Mask-wearing, role-playing and being myself

Today I welcome Peter Martin to the Unmasked: stories of authenticity blog series. He talks candidly about how, when he first started working, he tried to copy those he admired, and also about when it is and isn’t appropriate to wear a mask…

When I fell off the conveyor belt that is education I graduated with a degree in Youth and Community work but at the age of 23 had little life experience to complement it. I found myself quickly in a part-time role where I was in front of groups of young people leading group work programmes focusing on personal development. It was sink or swim time!

As a graduate I weaved together all my experiences of role models and taught myself to mimic them. I remember thinking of Mr Farrell in our church who when he felt the need to issue a command spoke like he was about to go through you. Yet he was popular with us as everyone knew the boundaries and knew he was in charge. It was no surprise then that when I started to work within a juvenile detention centre in Dublin I would occasionally ask myself: ‘what would Mr Farrell do’? As I got my answer I would put a mask on, role-play, and, much to my surprise, it worked!

Fast forward a few years and a few different posts and I found myself in management. As I sat at the board table was the real me the upper half of my body that spoke with authority and fairness or was it my lower half that trembled?

I currently hold the post of youth and children’s coordinator for a local church. I am now frequently before our youth and children and I’m funny, loud, energetic, warm and often mischievous. However as someone who suffers from chronic fatigue and who is no stranger to anxiety am I being me, have I been authentic or am I just wearing a mask?

The answer is I am being both, as opposed to either-or. Sometimes it’s appropriate to wear a mask and sometimes it isn’t. The important thing is to know who you are. To know when you should wear a mask and when you shouldn’t. Be aware that these are traitorous waters full of the dangerous temptations of believing your own hype.


One of my heroes can be found in the Youth For Christ (YFC) institution that is John Duncan (JD) an old colleague of mine. This man has held local, national and international posts and exceled at them all. He has energy to burn and vision and creativity to give away by the truck load.
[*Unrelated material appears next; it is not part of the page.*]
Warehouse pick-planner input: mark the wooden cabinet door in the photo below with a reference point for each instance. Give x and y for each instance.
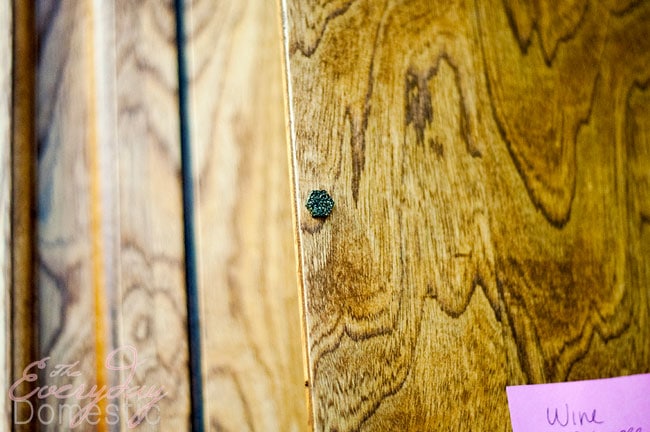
(489, 163)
In the early days of our working relationship as we grafted shoulder to shoulder I tried to copy his persona and to keep up with his unbelievable pace. This was a BIG mistake as I quickly wore out and the grumpy dog in me that surfaces when tired all too often came to the surface. Worse than that, Youth For Christ didn’t need a second JD!
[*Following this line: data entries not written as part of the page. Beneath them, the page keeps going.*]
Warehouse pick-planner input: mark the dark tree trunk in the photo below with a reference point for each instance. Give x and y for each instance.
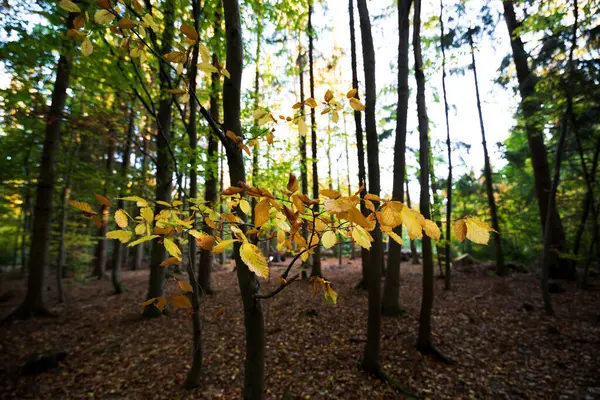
(530, 106)
(447, 275)
(371, 356)
(391, 289)
(101, 257)
(500, 267)
(118, 247)
(247, 280)
(33, 304)
(362, 174)
(316, 258)
(164, 173)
As it turned out what they needed was someone to come behind the visionary and after the dust settled to gently put in place a plan to achieve the vision. The relief I felt as I dropped the duplicate JD mask, and found my own role, was incredible. I was startled to realise that what YFC needed and why the Lord wanted me in this post was to be me, not him.


Experience teaches me that there are times when wearing a mask is a necessity and there are times when it is clearly not and can even be dangerous. I guess as with many things in life the main question is around why you would want to wear a mask.

You are called to be the best you can be and, while you do that, you are also asked to process and deal with what’s not good within you. To deliver that with an accurate self-awareness is real authenticity and should be nurtured.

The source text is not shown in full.